The Royal visit of King George IV in 1822 to Edinburgh was the occasion of a great uplift of Scottish spirits and the generation of a tremendous increase of interest in tartans. All of the Clan chiefs were on hand and, as suggested by Sir Walter Scott, they wore their individual clan tartans.

Following this was the question of "What are the tartans of the many separate clans?" After considerable travel about Scotland, preparatory to the publication of his book, The Scottish Gael, James Logan found fifty three tartans associated with specific clans (1831). He found a few others, but for lack of proof did not list them. He reported that there was "…much curiosity among all classes, to ascertain the particular tartans and badges they were entitled to wear. This creditable feeling, unfortunately, led to a result different from what might have been expected; fanciful variations and varieties of tartan and badges were passed off as genuine, and to set the public right on these matters is likely to meet the objections of many.”

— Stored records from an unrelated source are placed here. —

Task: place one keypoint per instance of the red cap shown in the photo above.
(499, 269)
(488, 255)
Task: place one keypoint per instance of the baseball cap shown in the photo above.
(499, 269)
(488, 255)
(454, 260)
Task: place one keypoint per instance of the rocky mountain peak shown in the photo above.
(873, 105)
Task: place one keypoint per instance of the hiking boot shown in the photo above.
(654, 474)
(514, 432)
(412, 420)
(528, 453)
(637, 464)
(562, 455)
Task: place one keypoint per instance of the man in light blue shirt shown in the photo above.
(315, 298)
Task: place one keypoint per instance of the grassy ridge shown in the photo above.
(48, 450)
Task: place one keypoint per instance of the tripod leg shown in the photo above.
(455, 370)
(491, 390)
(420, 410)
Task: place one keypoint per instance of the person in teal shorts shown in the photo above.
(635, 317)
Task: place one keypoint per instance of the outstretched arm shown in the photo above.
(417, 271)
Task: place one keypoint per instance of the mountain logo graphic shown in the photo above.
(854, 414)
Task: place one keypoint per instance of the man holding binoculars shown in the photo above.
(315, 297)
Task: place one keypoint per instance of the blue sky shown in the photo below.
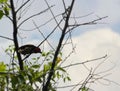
(91, 41)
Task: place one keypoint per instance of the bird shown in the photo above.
(29, 49)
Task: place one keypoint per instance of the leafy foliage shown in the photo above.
(4, 8)
(34, 75)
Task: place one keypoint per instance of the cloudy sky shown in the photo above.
(91, 41)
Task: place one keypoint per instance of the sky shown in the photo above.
(92, 41)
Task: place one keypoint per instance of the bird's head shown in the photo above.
(37, 50)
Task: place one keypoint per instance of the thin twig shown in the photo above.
(22, 5)
(85, 62)
(33, 16)
(6, 38)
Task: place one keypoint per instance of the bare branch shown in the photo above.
(43, 35)
(45, 88)
(22, 5)
(6, 38)
(33, 16)
(15, 31)
(86, 23)
(85, 62)
(52, 14)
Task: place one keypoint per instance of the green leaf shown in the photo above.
(3, 1)
(36, 66)
(1, 14)
(84, 89)
(6, 10)
(2, 67)
(61, 69)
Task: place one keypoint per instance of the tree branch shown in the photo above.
(46, 87)
(15, 31)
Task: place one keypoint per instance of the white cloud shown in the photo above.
(93, 44)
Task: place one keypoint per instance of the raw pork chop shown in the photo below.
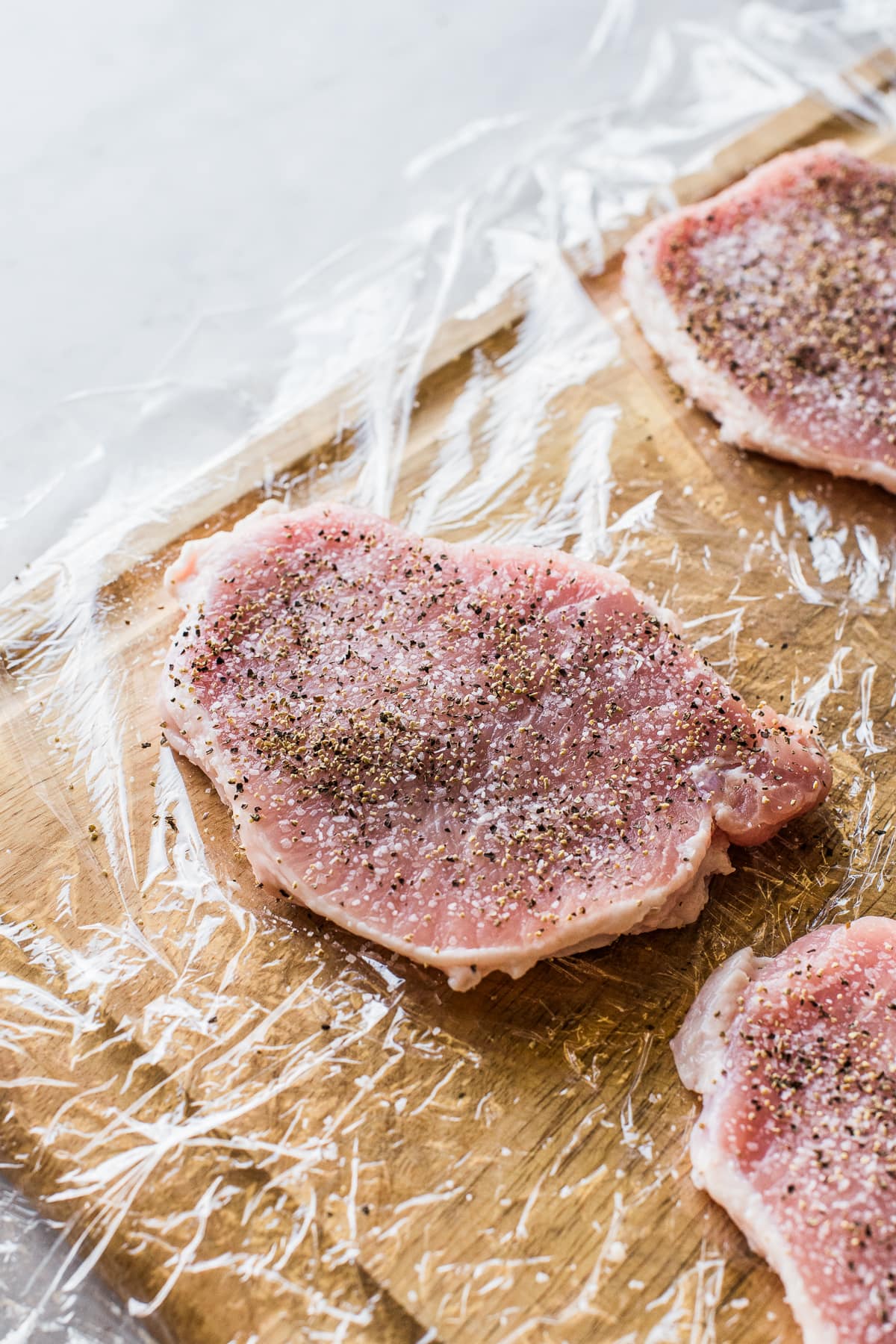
(795, 1058)
(477, 756)
(774, 305)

Logan was entirely correct in his appraisal of the upsurge of interest, for two brothers, John and Charles Allen, appeared in Scotland with the answers to many of the urgent questions, but with largely spurious information. At the urging of many notables, the brothers, posing as Royal Family descendants, published (in 1841) a handsome volume entitled Vestiarium Scoticum.

There were about seventy-five tartans they described as coming from an earlier manuscript belonging to the 16th century. Sir Walter Scott, upon examination of the source of the volume, declared it to be spurious both in language end content. In spite of the debate over the unreliability of the tartan information, some of the modern tartans of ancient clans are based on the book in question. They may, in fact, be as ancient as the clan itself.

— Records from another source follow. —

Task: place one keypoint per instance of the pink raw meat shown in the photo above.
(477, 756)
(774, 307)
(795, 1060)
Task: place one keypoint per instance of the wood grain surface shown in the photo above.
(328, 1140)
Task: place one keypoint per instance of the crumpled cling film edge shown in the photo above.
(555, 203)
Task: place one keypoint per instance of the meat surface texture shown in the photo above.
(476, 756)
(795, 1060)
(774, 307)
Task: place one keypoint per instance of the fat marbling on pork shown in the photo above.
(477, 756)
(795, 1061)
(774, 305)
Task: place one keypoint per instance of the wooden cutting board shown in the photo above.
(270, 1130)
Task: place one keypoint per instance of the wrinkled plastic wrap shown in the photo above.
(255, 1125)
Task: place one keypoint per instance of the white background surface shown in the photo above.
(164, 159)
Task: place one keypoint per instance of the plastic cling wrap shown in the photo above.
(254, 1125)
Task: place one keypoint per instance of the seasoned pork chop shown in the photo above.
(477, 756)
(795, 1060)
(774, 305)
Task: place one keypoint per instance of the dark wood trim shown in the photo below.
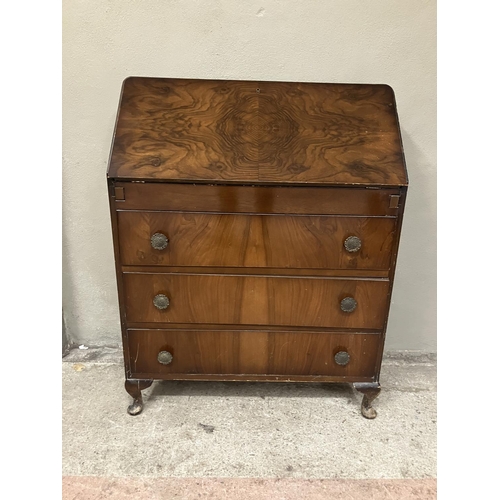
(252, 378)
(246, 328)
(358, 274)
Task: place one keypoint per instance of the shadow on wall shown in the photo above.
(412, 320)
(65, 341)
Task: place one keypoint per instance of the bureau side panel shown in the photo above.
(401, 207)
(118, 270)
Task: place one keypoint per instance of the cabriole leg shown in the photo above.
(370, 391)
(134, 388)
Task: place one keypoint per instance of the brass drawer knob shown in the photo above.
(159, 241)
(352, 244)
(342, 358)
(161, 301)
(348, 304)
(165, 357)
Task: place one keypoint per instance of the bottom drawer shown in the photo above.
(162, 353)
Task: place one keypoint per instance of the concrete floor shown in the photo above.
(264, 431)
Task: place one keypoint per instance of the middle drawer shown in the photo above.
(255, 300)
(275, 241)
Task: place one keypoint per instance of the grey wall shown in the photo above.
(376, 41)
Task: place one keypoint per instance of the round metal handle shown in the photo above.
(342, 358)
(348, 304)
(352, 244)
(159, 241)
(161, 301)
(165, 357)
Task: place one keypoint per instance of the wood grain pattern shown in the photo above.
(256, 199)
(255, 241)
(270, 353)
(248, 132)
(250, 300)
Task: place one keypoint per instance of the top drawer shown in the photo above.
(256, 199)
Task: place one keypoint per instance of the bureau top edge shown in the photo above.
(257, 133)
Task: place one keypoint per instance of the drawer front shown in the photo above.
(277, 241)
(251, 352)
(255, 300)
(256, 199)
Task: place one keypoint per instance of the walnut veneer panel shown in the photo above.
(251, 132)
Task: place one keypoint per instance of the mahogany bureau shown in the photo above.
(256, 228)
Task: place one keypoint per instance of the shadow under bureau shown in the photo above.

Nevertheless, Vestiarium Scoticum was a genuine stimulant to the tartan industry. In the wake of' this episode, Queen Victoria of England made an historic visit to Balmoral Castle. It is reported that while there she indulged her interest in the tartan and decided to use the Balmoral Tartan, designed by the Prince Consort, for general purposes in the Royal household, such as carpets, curtains, etc. Well suited to such, it has a background of grey with stripes of red and black in a very dignified pattern. It is now manufactured for the exclusive use of the Royal family.

The word "tar-tan" originated as the word "tar-taine" in France, the meaning of which was a kind of cloth. The Gaelic word "breacan," meaning "checkered," describes such garments as were used as early as 400 B.C. by the Celtic people. Reference to such garments appears in The Aneid, Book VIII. The number of colors in their designs showed rank, ranging from one color for servants, to five for chieftains, six for Druid priests, and seven for the Chief.

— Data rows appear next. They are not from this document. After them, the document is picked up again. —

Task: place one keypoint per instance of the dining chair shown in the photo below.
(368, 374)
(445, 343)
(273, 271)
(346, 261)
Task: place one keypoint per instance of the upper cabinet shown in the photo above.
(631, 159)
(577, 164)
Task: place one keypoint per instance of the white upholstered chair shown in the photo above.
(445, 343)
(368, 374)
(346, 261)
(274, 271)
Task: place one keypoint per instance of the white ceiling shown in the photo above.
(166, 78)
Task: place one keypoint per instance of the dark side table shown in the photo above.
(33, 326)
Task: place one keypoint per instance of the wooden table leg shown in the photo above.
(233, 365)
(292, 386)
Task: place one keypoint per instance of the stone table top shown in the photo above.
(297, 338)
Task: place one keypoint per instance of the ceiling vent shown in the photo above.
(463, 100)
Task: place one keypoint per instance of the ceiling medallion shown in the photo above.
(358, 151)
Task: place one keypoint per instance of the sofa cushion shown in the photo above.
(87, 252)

Originally worn in the Highlands of Scotland, the wearing of plaids or tartans developed slowly in the Lowlands where habits were affected somewhat by contact with the English, the Europeans, and the rest of the world. However, the Lowlands and Border area eventually produced much more tartan material than the Highlands.

Drum Castle, being on the fringe of the Highlands, was responsible for the commissioning of the Irvine tartan about a century ago, and is now known as the “Ancient Irvine pattern. It is not as well known as many of the others, but it is available from sources as a hand woven product. A variation is used by the Irvings of Bonshaw.

To quote the Scottish Tartan Society, "It is the Tartan that distinguishes the Scot in the eyes of the world." Accordingly, the Lord Lyon of Scotland saw the need for such an organization, and so established one in 1963. Started as a non­profit, non-commercial organization, the Society currently houses a museum of tartan specimens, books, pictures, and information relating to tartans and clans. The origin of the Irvine tartan is a matter of record in the files of the Society, and a copy is avail­able to members of the Society on request and payment of a small fee. However, the information regarding the origin of Clan Irvin/Irving/Eryvine or the Border leaves much to be desired.